Kyrgios e i tennisti arrabbiati

A Cincinnati – Ohio – il tennista australiano Nick Kyrgios, durante il suo match contro il russo Karel Khachanov, n. 9 in classifica, è stato multato di ben 113 mila dollari per otto infrazioni antisportive tra le quali insulti al giudice di sedia e racchette spaccate, mentre la Atp si riserva di esaminare ulteriormente il suo comportamento per dedicargli altre multe o una squalifica. Ciò non sorprenderà il lettore che abbia ammirato Kyrgios a Roma scagliare sul campo una sedia durante gli ultimi Internazionali, o me stesso, la prima volta che lo vidi in Australia conversare – si fa per dire – con i suoi semi-connazionali greci, insoliti spettatori di un torneo. Fu quella volta, in cui trovò modo di prendersela soltanto con una bottiglietta, che il collega australiano che mi accompagnava mi fece notare quanto dovesse essere difficile il ruolo di “new australian”, come vengono definiti i conquistatori della nuova nazionalità. «Kyrgios – disse l’amico – non ha solo un papà greco, ma una mamma malese». Provai a immaginare i suoi nonni, ma non fu facile. Scrivo queste cose dopo una presentazione di un mio libretto, Il Tennis nell’Arte, del quale avrete letto forse, se abitate in Lombardia, una intervista di un altro innamorato del tennis, Carlo Annovazzi. Con Carlo, che come sempre andrà agli Us Open, sono stato a chiedermi quali fossero i precedenti di Kyrgios, gli angry tennis players, come li chiamano in Gran Bretagna.

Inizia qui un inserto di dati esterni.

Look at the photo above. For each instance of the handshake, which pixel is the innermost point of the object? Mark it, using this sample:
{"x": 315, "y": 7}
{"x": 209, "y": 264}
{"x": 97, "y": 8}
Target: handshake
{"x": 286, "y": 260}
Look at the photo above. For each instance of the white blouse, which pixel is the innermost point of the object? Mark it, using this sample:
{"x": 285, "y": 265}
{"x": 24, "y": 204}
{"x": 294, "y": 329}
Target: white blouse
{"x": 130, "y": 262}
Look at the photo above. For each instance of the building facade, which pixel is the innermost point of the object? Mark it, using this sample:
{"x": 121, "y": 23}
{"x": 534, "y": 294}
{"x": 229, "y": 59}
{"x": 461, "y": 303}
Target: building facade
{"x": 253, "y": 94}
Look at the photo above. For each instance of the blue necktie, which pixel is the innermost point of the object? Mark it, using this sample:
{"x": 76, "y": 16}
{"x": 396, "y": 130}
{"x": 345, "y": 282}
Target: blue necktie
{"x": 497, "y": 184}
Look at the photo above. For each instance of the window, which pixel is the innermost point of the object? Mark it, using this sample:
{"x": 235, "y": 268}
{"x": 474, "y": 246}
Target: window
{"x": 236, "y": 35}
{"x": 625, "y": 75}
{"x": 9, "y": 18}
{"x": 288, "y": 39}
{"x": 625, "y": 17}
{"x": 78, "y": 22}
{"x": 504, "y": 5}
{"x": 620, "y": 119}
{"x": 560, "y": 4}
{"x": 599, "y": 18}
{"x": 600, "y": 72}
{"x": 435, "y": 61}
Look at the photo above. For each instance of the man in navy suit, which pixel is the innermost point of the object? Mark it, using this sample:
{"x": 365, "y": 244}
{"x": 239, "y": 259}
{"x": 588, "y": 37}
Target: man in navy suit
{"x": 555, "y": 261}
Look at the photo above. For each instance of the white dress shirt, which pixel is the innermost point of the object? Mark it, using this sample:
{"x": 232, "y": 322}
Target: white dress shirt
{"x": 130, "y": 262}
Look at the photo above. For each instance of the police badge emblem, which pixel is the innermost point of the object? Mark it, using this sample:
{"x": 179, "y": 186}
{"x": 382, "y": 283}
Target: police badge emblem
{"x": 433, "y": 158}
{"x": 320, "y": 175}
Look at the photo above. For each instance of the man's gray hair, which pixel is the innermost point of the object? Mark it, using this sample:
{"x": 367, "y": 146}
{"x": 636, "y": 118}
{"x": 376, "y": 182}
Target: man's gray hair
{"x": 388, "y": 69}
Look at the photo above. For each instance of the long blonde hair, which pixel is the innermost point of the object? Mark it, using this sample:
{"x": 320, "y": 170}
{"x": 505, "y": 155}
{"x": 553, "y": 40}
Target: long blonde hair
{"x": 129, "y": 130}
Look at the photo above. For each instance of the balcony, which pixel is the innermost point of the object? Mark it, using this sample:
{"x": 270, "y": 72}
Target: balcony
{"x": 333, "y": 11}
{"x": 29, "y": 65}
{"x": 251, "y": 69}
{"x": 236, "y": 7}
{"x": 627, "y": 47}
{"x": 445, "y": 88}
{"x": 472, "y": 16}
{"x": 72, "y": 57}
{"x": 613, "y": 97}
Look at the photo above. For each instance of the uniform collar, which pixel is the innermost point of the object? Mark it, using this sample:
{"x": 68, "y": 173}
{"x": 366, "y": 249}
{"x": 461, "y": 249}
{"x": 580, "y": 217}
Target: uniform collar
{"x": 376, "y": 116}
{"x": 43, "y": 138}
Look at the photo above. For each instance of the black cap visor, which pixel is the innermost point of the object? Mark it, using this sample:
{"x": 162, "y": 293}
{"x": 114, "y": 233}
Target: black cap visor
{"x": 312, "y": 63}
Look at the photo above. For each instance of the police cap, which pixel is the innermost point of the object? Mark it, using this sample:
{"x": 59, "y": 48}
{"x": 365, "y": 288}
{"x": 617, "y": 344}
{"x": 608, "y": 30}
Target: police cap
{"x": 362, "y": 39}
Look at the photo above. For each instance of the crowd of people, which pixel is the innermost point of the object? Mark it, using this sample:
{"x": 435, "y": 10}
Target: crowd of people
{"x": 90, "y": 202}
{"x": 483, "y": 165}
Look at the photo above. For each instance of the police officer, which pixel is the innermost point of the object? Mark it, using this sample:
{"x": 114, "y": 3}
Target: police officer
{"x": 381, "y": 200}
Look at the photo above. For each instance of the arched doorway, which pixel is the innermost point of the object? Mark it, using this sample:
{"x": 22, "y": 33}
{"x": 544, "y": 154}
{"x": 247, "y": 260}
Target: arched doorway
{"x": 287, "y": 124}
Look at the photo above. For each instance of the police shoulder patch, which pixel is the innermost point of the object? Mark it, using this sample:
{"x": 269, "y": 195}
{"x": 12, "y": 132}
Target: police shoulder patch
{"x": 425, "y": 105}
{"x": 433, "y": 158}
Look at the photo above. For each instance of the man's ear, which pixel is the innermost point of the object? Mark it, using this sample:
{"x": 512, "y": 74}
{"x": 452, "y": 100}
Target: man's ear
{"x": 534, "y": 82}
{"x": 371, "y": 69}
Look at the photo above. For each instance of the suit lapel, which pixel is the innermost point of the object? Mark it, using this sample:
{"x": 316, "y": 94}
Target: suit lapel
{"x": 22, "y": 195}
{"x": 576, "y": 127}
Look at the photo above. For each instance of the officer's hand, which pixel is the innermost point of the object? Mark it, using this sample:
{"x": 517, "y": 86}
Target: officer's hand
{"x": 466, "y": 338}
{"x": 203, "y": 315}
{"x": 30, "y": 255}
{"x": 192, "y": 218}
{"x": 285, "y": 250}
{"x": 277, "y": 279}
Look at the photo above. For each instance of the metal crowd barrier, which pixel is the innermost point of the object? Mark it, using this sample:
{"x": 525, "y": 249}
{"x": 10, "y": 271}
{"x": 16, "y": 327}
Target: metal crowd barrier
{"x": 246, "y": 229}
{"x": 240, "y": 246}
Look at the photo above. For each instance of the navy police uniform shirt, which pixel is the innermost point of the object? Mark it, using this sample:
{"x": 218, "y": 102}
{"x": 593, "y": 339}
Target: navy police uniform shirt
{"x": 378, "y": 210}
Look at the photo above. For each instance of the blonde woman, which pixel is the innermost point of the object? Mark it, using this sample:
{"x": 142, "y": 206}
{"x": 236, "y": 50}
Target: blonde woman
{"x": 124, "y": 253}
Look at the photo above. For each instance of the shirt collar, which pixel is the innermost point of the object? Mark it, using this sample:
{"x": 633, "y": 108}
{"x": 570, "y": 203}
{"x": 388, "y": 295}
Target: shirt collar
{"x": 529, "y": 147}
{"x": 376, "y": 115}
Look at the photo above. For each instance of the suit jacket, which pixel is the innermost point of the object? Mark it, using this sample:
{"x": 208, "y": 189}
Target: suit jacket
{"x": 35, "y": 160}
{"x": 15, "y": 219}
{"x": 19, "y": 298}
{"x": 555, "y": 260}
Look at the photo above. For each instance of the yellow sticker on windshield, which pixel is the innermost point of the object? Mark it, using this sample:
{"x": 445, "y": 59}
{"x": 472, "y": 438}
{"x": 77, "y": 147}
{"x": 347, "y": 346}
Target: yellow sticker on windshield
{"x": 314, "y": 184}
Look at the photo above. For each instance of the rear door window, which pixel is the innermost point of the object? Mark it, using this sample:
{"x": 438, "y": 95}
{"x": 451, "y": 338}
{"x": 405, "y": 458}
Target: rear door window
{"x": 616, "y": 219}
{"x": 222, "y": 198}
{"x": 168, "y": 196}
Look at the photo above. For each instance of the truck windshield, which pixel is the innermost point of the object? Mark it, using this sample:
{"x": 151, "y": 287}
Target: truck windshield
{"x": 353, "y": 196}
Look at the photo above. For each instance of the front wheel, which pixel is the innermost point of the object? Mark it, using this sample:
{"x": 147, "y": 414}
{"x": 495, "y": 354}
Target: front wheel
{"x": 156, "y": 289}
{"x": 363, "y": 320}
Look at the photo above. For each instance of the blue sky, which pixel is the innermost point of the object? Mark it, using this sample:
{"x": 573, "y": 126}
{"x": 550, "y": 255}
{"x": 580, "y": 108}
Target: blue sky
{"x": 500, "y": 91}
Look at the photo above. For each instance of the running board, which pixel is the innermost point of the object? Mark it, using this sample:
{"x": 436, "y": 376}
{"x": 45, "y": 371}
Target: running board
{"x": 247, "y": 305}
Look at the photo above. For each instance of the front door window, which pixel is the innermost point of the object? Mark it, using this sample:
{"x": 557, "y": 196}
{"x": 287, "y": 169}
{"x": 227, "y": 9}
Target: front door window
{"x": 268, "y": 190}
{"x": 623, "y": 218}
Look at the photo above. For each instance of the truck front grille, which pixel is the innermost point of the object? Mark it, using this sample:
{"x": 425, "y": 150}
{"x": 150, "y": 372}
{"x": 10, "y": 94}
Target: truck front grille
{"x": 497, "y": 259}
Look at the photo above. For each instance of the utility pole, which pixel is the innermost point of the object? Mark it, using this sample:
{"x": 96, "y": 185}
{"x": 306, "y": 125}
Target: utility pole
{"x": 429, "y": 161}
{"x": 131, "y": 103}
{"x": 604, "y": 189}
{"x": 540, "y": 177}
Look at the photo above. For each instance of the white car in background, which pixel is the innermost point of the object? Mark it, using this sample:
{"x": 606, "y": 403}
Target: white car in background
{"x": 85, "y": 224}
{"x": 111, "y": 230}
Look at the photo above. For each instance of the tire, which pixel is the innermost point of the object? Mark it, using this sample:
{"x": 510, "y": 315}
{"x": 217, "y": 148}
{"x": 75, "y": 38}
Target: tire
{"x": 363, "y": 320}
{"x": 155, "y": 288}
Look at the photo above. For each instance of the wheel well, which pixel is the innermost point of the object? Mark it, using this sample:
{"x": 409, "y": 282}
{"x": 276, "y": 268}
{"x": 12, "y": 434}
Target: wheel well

Parlando di Kyrgios, il collega mi domandò se nella mia lunga vita sui campi fossi stato testimone di qualche altra vicenda sconveniente, e mi venne in mente il nome, oltre che di McEnroe, di Cecchino Romanoni, che durante la guerra si era trasferito in Portogallo per evitare il servizio militare, era cocainomane e trasportava la droga in un foro praticato nel manico delle racchette di legno. Fu forse sotto l’effetto della cocaina che l’esaltazione della vittoria lo portò a un comportamento che non ebbe mai un suo eguale sui court. Romanoni fu considerato “Il più bel rovescio italiano degli Anni Quaranta”, e pure io lo ammirai, ma la storia mi venne raccontata dall’autore cinematografico e teatrale Franco Brusati, che lo battè sorprendentemente ad un torneo milanese del 1942, l’anno della conquista di Romanoni del titolo italiano. Brusati, autore di film quali Pane e Cioccolata e Dimenticare Venezia, avrebbe avuto la benevolenza di giocare con me negli Anni Cinquanta, e mi avrebbe raccontato che Romanoni, ingaggiato nella troupe americana di Bobby Riggs, n. 1 Usa durante la guerra, esaltato dalla sua prima vittoria sullo stesso Riggs, iniziò a masturbarsi a fine match su un Centrale di Buenos Aires.
Fu soltanto un accenno, perché qualcuno fortunatamente intervenne, e la vicenda fu lungi dal causare le conseguenze che stanno costando tesori e riprovazione a Kyrgios, al quale farebbe bene essere seguito da un consigliere più che da un allenatore. Così come sarebbe stato utile a McEnroe, per evitare le abituali liti con gli arbitri che racconta nella sua biografia You cannot be serious, una genitrice meno materna di sua mamma Kathy, per non essere giunto all’espulsione da socio di Wimbledon. L’espulsione fu conseguente ad una attesa che si era protratta troppo a lungo della moglie del presidente del Queen’s Club. Dopo aver atteso una ventina di minuti che Mac finisse il suo allenamento, la presidentessa si decise a ricordargli, molto gentilmente, di aver prenotato il campo, e quel gentiluomo le mostrò il manico della racchetta, e le suggerì, con un sorriso ironico, di farne un uso davvero intimo, simile a quello dei manici delle racchette di Romanoni. O a Lleyton Hewitt (vincitore di Wimbledon 2002 e di Kyrgios caposquadra in Davis ) un suggeritore meno benevolo di quello che gli consigliò di trovare nell’allergia alle graminacee una ragione per le le sue intemperanze. Un analogo fenomeno di cattiva educazione accadde anche a me, giocatore certo immeritevole di rimanere nella storia del tennis. Nella finale del torneo di Nizza, negli anni Cinquanta, il mio avversario di doppio, il numero 1 americano Bartzen, prese a chiamarmi tra un punto e l’altro “piccolo giocatore”, o addirittura “incapace”. Dopo una decina di volte, persi la pazienza, e scavalcai le rete. Avrei tanto desiderato colpirlo con una racchettata, ma mi sentii sollevare dalle manone del mio partner Orlando Sirola, un due metri colossale, che mi riportò al di là della rete, nel nostro campo. E Bartzen smise di insultarmi. Spero intanto che Kyrgios si imbatta in uno psichiatra-tennista, e riprenda a vincere senza più scagliare oggetti, siano sedie o bottigliette o racchette.